Six months. That was it. That’s all the time doctors believed he had, once they discovered bone cancer was rotting his arm, a tumor the size of a grapefruit cradled in his left shoulder. The avid surfer, however, didn’t believe his destiny was tied to such an early death, and neither did his students. Nearly 100 letters from students, teachers and parents poured in each week while Bob was going through radiation, poked at, x-rayed and given gigantic doses of chemotherapy to shrink his nasty tumor. Despite the pain, despite the surgeries, despite living in a body cast that covered half his body, Bob promised his eighth-grade students at the middle school that he would show up for their graduation at the end of the year. He opted for experimental efforts at UCLA. Rather than having his left arm amputated, they cut out the tumor and hooked in a cadaver’s bone up through his shoulder to hold it in place.
This wasn’t the first time Bob faced death. He faced it twice before. When he was 16, he was in a terrible car accident that tore away one-third of his face. He was in intensive care for two weeks and had 150 stitches to help rebuild his face. Then he served in Vietnam as an officer and was taking his men off for a mission in a tank, when his supervisor waved him back and told him he was needed. The supervisor traded places with Bob. Leaving without him, the tank was later attacked and exploded, killing all the men inside. And now, he was told he had six months. He just wasn’t going to let that happen. “I chose only to live,” Bob later said. “It’s not about putting your life in order for death. It’s not just that. It’s doing what you would normally do. Today, I’m going to go to the store. Today, I’m going to go to the theater. Today, I am alive.”
Once he had the surgery, Doris and several teachers went to see him, wondering if he could move his arm or ever use it again. He immediately showed them all how useful his arm was. He flipped them off!
He went to the beach every day, and walked in his huge body cast. He learned the art of imaging from The Wellness Community and saw himself only as well. He did as he promised and showed up, body cast and all, at his students’ graduation. They dedicated the ceremony to him and he knew he was going to make it—he was a survivor.
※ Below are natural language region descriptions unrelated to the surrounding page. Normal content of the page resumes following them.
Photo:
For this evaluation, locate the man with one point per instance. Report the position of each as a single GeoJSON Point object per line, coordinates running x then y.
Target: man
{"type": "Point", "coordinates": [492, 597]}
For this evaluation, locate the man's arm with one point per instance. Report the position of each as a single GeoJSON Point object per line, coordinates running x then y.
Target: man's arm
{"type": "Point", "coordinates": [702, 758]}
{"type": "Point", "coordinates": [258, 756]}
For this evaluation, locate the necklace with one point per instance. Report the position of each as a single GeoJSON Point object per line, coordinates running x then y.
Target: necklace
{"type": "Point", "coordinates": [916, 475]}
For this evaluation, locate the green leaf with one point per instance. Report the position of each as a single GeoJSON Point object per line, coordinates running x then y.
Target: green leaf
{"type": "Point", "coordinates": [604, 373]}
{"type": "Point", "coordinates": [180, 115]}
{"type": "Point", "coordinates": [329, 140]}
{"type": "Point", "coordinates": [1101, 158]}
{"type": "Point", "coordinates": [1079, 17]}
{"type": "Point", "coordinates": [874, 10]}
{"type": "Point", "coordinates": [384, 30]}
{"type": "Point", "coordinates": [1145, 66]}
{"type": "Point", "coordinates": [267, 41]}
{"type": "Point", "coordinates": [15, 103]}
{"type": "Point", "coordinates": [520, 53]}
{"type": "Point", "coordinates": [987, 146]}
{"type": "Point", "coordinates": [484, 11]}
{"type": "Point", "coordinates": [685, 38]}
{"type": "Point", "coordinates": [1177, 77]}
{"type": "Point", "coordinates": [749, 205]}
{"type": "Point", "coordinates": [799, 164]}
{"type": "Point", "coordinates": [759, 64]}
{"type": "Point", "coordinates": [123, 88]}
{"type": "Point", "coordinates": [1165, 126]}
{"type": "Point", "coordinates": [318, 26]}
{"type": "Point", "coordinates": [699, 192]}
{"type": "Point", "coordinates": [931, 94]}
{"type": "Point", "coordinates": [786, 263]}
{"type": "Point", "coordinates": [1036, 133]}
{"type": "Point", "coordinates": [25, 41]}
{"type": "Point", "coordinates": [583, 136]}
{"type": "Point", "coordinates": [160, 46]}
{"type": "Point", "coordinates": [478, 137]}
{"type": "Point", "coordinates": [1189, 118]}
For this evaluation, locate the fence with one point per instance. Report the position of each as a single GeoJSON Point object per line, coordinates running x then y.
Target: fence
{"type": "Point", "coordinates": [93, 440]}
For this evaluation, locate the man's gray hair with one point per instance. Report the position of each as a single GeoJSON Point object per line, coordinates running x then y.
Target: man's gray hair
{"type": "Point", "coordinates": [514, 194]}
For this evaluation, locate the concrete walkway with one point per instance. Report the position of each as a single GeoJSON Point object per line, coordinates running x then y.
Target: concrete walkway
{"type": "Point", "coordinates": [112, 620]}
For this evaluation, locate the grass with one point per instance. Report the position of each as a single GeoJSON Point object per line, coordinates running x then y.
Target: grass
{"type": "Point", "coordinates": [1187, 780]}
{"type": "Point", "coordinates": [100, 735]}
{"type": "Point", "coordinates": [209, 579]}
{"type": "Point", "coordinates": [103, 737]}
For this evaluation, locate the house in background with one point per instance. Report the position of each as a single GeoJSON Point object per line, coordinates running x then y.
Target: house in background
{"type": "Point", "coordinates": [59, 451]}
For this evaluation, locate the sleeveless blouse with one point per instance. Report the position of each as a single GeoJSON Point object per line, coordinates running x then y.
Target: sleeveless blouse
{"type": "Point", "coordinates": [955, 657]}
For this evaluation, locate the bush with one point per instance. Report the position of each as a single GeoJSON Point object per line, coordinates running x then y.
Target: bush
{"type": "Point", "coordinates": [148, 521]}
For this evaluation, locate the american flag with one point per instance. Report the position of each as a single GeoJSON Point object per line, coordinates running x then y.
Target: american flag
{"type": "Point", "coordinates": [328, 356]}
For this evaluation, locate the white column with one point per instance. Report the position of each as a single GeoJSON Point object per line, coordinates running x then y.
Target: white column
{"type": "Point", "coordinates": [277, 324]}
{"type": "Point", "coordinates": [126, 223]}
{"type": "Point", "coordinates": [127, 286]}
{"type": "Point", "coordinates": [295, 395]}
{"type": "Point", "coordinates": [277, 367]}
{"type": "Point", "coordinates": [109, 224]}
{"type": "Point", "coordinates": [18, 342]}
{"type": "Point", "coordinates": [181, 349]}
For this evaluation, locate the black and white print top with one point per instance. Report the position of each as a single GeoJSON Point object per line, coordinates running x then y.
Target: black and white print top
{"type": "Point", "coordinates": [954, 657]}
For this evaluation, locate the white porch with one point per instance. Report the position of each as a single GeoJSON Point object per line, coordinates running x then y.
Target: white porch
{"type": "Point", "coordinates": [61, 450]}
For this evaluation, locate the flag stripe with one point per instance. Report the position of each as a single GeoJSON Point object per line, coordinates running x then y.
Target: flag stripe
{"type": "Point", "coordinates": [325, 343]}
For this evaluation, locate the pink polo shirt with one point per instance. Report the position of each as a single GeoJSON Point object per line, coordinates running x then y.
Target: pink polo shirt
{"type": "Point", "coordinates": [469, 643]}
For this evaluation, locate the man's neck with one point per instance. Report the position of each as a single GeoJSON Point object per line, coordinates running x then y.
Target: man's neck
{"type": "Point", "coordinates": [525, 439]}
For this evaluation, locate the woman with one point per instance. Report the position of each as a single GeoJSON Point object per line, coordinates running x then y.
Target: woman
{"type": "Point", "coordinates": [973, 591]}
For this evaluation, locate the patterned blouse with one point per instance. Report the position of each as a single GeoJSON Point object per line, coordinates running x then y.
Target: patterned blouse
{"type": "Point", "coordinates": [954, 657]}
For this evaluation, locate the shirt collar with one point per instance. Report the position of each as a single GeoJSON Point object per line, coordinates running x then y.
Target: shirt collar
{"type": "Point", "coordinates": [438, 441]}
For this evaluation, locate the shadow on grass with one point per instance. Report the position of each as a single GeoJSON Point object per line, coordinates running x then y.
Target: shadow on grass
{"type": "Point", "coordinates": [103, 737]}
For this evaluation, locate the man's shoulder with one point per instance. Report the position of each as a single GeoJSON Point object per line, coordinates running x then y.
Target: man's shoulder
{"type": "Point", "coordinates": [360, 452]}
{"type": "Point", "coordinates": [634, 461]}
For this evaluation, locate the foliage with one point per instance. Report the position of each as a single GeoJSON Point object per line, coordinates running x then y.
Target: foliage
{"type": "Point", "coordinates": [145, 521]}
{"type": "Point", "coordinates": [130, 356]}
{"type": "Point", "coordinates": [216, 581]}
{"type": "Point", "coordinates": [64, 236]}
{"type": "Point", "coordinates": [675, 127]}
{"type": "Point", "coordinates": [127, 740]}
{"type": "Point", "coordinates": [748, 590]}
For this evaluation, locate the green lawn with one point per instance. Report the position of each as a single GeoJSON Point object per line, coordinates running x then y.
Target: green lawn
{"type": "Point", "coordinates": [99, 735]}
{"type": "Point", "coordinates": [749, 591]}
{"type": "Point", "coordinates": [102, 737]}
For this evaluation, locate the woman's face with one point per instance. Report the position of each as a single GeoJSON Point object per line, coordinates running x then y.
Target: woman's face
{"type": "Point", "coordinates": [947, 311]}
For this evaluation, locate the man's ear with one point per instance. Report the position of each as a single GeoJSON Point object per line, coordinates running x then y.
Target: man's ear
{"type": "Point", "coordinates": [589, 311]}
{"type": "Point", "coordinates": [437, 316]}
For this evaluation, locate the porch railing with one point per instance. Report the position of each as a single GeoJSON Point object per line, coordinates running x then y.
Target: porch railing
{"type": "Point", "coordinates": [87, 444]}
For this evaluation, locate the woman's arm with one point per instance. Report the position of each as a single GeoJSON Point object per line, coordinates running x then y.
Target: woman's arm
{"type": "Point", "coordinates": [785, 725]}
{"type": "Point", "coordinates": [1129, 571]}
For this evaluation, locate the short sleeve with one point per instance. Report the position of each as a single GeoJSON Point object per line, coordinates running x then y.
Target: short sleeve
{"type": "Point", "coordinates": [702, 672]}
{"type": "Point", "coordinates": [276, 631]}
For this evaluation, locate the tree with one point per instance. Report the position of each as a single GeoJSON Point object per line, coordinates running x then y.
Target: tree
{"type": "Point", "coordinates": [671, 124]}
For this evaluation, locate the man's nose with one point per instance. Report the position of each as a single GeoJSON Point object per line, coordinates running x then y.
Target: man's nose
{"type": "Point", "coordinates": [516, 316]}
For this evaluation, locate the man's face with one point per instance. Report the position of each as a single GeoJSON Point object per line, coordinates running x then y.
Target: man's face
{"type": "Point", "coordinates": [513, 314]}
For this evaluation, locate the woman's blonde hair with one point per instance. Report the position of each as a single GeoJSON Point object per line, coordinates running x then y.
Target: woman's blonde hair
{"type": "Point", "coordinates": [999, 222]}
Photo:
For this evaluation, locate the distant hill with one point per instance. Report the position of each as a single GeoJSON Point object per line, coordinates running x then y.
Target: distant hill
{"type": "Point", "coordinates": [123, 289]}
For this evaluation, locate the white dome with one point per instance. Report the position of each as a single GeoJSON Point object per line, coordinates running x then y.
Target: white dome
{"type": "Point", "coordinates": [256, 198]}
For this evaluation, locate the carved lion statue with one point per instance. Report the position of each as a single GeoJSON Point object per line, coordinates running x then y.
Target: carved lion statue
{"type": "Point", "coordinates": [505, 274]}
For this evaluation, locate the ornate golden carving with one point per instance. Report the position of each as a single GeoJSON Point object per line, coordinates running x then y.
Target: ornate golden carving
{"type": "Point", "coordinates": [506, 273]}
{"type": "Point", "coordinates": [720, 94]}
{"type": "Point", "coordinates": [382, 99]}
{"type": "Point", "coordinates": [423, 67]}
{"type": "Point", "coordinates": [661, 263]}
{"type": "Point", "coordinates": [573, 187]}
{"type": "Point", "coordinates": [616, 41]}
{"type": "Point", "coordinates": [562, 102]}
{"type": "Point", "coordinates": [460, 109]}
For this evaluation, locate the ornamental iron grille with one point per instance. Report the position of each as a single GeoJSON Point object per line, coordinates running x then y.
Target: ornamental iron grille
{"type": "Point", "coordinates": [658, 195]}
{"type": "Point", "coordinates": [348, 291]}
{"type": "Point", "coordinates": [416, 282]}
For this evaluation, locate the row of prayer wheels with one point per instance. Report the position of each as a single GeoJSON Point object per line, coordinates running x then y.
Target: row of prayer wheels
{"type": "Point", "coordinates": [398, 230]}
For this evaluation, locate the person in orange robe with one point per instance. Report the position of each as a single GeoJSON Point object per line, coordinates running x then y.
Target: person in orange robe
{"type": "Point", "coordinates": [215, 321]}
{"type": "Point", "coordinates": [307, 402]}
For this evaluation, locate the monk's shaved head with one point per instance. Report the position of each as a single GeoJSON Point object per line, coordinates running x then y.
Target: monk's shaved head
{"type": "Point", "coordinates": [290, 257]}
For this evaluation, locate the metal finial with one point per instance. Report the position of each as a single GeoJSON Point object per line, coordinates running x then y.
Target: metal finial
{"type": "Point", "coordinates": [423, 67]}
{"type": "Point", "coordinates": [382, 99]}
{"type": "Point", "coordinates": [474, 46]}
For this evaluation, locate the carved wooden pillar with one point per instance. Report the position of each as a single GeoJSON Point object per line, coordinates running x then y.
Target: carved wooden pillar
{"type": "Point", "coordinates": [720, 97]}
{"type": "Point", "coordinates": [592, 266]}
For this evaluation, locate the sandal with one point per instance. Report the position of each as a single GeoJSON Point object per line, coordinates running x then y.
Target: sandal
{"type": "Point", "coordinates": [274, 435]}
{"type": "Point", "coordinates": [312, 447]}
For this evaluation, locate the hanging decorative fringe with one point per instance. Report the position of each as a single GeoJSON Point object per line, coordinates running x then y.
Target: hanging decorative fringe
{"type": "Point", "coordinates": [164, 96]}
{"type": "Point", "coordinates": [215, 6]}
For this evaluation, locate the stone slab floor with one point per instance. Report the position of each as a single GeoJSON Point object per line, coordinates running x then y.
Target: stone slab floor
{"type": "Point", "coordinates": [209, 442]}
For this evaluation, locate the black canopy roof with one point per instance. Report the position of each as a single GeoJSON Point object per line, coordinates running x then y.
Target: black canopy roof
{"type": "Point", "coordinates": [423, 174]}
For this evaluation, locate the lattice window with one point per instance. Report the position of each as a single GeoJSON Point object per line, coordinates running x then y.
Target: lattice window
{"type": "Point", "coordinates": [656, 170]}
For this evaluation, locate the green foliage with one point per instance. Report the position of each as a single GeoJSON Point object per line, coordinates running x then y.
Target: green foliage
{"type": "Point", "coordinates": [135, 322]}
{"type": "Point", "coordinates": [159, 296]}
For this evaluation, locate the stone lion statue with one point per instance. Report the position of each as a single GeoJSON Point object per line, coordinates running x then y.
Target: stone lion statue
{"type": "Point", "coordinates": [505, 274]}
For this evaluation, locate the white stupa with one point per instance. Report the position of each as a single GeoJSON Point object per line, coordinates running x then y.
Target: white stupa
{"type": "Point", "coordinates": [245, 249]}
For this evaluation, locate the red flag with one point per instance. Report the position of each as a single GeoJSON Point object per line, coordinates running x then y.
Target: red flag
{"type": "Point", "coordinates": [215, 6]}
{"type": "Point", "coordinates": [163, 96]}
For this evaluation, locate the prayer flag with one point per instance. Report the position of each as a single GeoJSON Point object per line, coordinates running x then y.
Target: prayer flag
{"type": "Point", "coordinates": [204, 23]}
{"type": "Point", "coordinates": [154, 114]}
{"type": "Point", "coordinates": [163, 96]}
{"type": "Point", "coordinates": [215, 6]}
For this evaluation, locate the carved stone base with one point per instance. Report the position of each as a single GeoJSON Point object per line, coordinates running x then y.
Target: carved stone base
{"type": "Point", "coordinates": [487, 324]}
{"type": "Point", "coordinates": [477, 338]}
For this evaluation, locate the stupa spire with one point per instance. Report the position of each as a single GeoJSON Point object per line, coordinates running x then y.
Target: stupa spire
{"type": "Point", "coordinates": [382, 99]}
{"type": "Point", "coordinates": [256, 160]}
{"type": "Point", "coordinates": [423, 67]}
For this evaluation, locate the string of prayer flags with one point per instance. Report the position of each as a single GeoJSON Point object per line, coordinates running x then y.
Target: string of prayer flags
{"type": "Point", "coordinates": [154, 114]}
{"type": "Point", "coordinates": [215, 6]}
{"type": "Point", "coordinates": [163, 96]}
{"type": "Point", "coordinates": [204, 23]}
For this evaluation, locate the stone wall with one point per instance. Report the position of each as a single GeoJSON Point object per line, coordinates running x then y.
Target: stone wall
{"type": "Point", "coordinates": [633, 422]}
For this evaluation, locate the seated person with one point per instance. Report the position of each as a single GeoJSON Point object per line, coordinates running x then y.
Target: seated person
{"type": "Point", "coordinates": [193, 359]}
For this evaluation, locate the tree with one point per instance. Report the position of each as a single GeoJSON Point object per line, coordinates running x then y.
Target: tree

In 1983, Doris and Bob’s friendship blossomed into love. They married, both at the age of 38, and wanted to have children. They took two paths. Doris tried to get pregnant even though they knew she had endometriosis. And Doris knew they were both capable of adoption. For her, blood lines were secondary in the case of motherhood. She had already raised a young girl from Mexico who was abandoned by her mother. The girl’s father had showed up in Doris’ English-as-a-Second-Language class with his two children, Olga, 10, and Sotero, 13, in tow. Doris learned their mother had tricked the children into going to the United States to see their father and promised they would come home. But they never did. They moved in with their father and about 20 other people in a small apartment.
Doris couldn’t stand it. The more she learned about the family, the more she wanted to help. Olga came into the classes every night crying, longing for her mother. She was afraid. She was in a new country. She didn’t know the language. Doris took Olga and Sotero to Disneyland and to the movies. They started coming for dinner and overnight. And finally, Doris suggested to the family that they allow one of the children to move in with her.